Giuseppi no. Lui è stato fermo, ha gestito con fermezza e serietà ogni guaio provocato dagli altri, come è accaduto con la vergognosa diffusione della bozza di decreto sabato scorso. Con altrettanta calma gestisce tutte le spinte emotive o interessate che rischiano di portare il Paese nel caos. Ieri, quando l’inedita alleanza tra Gori e Fontana, supportata da tutta la Lega, ha cercato di costringerlo a chiudere perfino le fabbriche, ha saputo svicolare l’assedio politico con un colpo di genio.
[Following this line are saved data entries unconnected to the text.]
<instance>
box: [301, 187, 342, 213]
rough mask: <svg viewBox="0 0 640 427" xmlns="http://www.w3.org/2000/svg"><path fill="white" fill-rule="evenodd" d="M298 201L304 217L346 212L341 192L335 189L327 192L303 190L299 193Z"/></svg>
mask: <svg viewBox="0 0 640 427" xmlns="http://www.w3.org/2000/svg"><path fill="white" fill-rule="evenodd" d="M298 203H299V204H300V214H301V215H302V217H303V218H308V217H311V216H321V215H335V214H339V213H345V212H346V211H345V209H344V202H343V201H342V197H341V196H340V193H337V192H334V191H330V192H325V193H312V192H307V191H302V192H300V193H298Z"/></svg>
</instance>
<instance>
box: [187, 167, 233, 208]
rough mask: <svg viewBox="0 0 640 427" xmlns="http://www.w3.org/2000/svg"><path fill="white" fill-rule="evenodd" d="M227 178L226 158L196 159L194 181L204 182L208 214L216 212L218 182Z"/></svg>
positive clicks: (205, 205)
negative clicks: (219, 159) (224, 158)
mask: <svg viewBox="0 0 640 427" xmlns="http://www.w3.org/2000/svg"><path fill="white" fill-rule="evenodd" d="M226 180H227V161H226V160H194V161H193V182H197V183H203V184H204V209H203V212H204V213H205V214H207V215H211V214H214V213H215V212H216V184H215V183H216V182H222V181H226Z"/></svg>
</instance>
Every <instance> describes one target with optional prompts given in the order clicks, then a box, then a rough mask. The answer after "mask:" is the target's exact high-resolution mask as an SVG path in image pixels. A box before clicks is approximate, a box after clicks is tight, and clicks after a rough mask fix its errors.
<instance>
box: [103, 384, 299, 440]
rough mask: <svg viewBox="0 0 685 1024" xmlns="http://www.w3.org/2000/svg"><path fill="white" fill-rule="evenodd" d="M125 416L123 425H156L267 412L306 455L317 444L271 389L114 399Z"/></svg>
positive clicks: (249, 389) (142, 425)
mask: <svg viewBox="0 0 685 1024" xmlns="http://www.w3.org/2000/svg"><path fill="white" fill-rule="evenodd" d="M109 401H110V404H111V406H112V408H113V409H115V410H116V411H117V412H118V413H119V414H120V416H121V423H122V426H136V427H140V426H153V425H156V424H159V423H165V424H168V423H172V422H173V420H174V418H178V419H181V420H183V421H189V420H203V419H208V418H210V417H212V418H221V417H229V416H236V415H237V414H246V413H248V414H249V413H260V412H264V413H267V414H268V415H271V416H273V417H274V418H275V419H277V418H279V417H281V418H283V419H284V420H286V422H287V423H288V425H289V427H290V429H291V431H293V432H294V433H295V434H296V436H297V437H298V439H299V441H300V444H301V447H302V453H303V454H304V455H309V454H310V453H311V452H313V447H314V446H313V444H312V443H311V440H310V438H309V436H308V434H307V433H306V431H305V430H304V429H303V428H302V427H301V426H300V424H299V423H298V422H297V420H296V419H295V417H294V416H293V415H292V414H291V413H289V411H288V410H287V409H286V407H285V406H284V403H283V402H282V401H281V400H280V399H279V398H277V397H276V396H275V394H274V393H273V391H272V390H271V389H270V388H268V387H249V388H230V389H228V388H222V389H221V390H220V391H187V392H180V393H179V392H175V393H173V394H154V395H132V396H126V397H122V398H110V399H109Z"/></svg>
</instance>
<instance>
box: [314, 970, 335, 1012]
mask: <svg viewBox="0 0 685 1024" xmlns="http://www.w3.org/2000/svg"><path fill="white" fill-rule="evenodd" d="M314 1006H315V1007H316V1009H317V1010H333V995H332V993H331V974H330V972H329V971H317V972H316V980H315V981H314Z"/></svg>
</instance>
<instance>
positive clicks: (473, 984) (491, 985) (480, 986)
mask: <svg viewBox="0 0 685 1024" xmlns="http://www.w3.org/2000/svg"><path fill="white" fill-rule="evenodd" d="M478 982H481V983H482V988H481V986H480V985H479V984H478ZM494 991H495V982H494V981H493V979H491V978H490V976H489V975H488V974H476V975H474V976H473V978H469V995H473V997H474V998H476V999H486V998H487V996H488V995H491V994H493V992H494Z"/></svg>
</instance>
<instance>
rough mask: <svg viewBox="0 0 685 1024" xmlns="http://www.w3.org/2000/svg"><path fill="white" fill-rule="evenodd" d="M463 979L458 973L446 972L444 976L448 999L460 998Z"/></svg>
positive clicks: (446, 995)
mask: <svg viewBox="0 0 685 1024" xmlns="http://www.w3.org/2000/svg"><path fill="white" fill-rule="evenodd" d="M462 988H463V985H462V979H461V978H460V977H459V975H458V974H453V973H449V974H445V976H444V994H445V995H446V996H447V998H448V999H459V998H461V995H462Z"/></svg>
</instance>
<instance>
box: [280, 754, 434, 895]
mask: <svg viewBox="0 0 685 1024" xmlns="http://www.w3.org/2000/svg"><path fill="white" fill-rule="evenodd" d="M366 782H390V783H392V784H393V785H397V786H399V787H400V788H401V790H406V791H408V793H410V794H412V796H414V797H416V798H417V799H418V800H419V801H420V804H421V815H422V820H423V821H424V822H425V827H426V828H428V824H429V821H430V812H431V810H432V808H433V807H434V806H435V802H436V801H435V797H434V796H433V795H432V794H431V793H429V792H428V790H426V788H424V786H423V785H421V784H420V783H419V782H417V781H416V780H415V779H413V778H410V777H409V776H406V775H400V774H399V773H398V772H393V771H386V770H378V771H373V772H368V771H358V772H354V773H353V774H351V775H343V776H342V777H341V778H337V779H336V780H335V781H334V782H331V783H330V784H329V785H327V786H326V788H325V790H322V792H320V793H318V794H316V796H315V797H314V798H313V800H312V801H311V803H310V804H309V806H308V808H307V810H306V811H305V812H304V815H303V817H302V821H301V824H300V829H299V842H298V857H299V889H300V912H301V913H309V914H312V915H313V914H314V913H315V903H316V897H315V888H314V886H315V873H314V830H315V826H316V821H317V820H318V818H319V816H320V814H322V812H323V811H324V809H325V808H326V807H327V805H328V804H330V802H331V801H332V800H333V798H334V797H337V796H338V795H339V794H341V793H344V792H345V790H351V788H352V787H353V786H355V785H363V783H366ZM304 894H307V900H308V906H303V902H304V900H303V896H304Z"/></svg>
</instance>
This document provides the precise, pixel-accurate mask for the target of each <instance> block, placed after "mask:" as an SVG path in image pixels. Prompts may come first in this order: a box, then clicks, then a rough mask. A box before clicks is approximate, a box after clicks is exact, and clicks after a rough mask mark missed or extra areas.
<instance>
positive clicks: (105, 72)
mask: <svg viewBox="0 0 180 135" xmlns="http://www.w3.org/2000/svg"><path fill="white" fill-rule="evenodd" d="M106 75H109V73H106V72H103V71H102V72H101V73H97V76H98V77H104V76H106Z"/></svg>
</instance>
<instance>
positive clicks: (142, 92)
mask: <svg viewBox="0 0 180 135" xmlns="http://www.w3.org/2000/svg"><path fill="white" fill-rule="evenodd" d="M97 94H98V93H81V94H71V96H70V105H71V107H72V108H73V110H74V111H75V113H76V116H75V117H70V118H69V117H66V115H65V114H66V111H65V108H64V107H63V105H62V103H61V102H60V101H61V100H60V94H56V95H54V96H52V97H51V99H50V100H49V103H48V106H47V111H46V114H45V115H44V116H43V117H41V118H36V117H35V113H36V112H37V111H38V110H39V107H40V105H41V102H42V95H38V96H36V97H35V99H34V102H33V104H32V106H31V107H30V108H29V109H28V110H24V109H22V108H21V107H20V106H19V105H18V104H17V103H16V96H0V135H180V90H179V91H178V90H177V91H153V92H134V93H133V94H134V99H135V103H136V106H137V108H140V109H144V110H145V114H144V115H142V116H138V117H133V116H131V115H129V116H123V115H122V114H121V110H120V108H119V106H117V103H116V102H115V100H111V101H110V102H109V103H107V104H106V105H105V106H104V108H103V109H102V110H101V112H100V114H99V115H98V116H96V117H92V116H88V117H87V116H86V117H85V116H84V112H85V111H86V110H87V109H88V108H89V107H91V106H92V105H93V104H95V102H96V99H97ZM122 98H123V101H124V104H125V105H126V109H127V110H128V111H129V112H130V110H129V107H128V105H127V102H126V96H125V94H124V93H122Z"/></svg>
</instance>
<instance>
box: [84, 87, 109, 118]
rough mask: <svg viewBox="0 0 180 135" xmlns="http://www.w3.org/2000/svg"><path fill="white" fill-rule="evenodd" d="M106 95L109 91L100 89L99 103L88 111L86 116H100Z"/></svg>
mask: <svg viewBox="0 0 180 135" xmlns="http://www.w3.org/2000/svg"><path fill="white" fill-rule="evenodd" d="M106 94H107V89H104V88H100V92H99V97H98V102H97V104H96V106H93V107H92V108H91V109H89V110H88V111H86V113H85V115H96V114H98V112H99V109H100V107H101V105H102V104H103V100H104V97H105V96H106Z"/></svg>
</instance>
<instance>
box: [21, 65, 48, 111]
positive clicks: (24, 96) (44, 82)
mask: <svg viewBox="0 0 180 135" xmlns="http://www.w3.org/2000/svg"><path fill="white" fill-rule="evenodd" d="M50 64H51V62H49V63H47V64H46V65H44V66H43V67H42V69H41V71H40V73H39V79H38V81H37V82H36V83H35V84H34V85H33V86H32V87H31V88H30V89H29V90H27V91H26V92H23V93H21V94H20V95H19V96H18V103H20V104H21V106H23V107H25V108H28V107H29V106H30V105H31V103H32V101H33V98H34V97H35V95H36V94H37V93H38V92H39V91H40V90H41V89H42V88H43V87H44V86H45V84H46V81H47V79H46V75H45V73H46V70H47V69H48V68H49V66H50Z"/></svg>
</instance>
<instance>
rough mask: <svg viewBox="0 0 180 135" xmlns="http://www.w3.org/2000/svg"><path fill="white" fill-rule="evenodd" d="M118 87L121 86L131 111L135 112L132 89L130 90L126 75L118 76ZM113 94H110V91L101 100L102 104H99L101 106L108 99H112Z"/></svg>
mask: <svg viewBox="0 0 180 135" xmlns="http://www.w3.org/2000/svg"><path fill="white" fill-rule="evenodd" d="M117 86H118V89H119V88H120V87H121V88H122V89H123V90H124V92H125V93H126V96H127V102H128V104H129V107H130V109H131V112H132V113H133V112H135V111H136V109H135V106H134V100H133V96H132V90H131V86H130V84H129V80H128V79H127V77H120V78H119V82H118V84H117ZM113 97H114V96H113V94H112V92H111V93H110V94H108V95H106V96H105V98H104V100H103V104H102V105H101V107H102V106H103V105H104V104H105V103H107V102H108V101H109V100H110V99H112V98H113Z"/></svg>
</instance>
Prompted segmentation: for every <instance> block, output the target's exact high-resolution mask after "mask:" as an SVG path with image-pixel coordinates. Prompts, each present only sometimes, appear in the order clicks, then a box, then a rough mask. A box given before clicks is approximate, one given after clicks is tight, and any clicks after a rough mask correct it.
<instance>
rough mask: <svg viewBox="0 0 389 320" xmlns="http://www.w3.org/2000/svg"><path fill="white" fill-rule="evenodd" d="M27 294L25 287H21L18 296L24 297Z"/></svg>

Ha imposto di chiudere tutto ciò che nei fatti era già chiuso (i negozi) rispondendo così politicamente alla domanda di sicurezza, ma ha tenuto aperto tutto ciò che è essenziale per la sopravvivenza del Paese (fabbriche e trasporti).
Il giorno che l’Italia dovrà fare i conti con gli enormi danni che questa crisi e l’allarmismo speculativo sta provocando, dovrà prendersela con chi ha seminato paura e panico, e ringraziare invece quel Giuseppi venuto dal nulla che ha limitato al minimo i loro danni, garantendo che il Paese potesse affrontare l’emergenza sanitaria ma tenendolo in piedi nelle sue strutture fondamentali.
Grazie Giuseppi, anche a nome di quei milioni di lavoratori e di quelle imprese che sono come lei in questo difficile momento in prima linea a combattere perché l’Italia riesca a sopravvivere a questa crisi.